Sekwencjonowanie białka – ustalenie sekwencji aminokwasów w łańcuchu peptydowym białka.
Najstarszą, wciąż stosowaną metodą sekwencjonowania białek jest degradacja Edmana. Polega ona na wykorzystaniu specyficzności izotiocyjanku fenylu do wolnej grupy aminowej łańcucha peptydowego. Powstały w tej reakcji karbamyl, w warunkach kwaśnych, rozpada się na pochodną fenylotiohydantoniową N-terminalnego aminokwasu i polipeptyd pozbawiony końcowego aminokwasu.
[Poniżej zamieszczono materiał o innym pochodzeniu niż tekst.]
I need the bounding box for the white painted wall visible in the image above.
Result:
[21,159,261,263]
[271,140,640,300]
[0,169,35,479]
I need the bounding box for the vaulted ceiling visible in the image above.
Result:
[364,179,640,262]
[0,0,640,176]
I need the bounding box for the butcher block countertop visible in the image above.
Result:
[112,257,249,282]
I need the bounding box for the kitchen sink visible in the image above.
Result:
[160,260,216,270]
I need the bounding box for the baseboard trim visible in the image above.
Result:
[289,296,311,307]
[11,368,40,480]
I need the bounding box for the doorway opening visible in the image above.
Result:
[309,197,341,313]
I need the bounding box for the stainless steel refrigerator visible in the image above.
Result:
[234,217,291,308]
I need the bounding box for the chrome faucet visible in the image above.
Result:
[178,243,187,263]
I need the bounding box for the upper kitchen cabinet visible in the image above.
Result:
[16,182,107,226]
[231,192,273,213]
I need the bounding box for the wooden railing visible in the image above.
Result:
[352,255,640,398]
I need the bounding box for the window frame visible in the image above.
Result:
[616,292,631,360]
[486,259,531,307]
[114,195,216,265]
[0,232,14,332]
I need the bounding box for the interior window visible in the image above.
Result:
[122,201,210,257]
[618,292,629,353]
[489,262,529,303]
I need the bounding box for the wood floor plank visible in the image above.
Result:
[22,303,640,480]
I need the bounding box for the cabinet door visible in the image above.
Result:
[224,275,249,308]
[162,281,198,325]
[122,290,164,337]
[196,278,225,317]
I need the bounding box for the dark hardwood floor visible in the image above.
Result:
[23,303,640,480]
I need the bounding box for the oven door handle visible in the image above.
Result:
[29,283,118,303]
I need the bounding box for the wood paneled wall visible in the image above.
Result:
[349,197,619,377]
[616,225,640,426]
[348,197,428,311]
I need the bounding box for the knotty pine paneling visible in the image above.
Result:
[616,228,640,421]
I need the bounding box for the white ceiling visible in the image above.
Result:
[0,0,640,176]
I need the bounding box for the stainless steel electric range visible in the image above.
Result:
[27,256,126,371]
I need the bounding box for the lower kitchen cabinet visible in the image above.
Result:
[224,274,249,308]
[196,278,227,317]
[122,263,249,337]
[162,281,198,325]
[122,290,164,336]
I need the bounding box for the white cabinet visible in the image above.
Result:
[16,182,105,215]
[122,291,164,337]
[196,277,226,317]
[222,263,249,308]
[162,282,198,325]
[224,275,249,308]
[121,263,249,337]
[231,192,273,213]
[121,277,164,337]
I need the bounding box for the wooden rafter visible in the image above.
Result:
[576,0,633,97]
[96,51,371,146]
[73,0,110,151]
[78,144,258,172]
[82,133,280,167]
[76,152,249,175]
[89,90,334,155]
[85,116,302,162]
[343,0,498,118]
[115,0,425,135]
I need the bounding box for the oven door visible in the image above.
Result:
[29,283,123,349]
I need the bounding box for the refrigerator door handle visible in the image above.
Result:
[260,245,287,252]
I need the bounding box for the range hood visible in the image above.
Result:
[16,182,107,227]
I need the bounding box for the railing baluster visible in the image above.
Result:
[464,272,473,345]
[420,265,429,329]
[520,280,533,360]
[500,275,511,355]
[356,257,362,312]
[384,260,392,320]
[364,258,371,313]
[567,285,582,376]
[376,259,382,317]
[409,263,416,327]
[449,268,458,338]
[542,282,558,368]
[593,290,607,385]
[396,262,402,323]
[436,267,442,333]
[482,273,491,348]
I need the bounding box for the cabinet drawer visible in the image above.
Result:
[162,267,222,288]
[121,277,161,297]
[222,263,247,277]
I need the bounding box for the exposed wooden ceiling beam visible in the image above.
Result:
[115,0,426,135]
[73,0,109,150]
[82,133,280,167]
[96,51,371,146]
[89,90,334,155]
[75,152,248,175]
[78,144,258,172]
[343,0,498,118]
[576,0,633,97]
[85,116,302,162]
Reakcję tę można przeprowadzać cyklicznie, za każdym razem analizując produkty reakcji chromatograficznie. W praktyce trudno jest zsekwencjonować w ten sposób więcej niż 10 aminokwasów, ze względu na brak 100% wydajności tej reakcji. Z tego powodu analizuje się sekwencję peptydów będących produktami trawień proteolitycznych badanego białka. Metoda ta jest żmudna, pracochłonna i wymaga dużych ilości oczyszczonego białka.
Z powodu tych niedogodności, degradacja Edmana została zastąpiona obecnie analizą jonów peptydowych metodą spektrometrii mas. Do określania sekwencji wykorzystuje się tandemowe spektrometry mas, które pozwalają na wyselekcjonowanie jonów peptydowych, ich fragmentację i pomiar mas molowych powstałych fragmentów. Fragmentacja polipeptydu zachodzi najczęściej przy wiązaniach peptydowych, dzięki czemu dane o masach fragmentów pozwalają na ustalenie sekwencji aminokwasowej peptydów.
Podczas sekwencjonowania peptydu w spektrometrze mas nie można odróżnić aminokwasów: leucyny od izoleucyny oraz lizyny od glutaminy. Leucyna i izoleucyna mają identyczne masy molowe, gdyż są swoimi izomerami. Lizyna i glutamina pomimo innego składu pierwiastkowego mają bardzo podobne masy. Metoda sekwencjonowania w spektrometrze mas pozwala na określenie sekwencji aminokwasowej peptydów o długości do około 30 aminokwasów. Polipeptydy występujące w naturze charakteryzują się zwykle większą długością - kilkadziesiąt aminokwasów do kilku tysięcy aminokwasów. Białka są często zbudowane z więcej niż jednego łańcucha polipeptydowego. Problem ich analizy jest rozwiązywany przez trawienie białka proteazą i sekwencjonowanie powstałych w ten sposób krótkich oligopeptydów.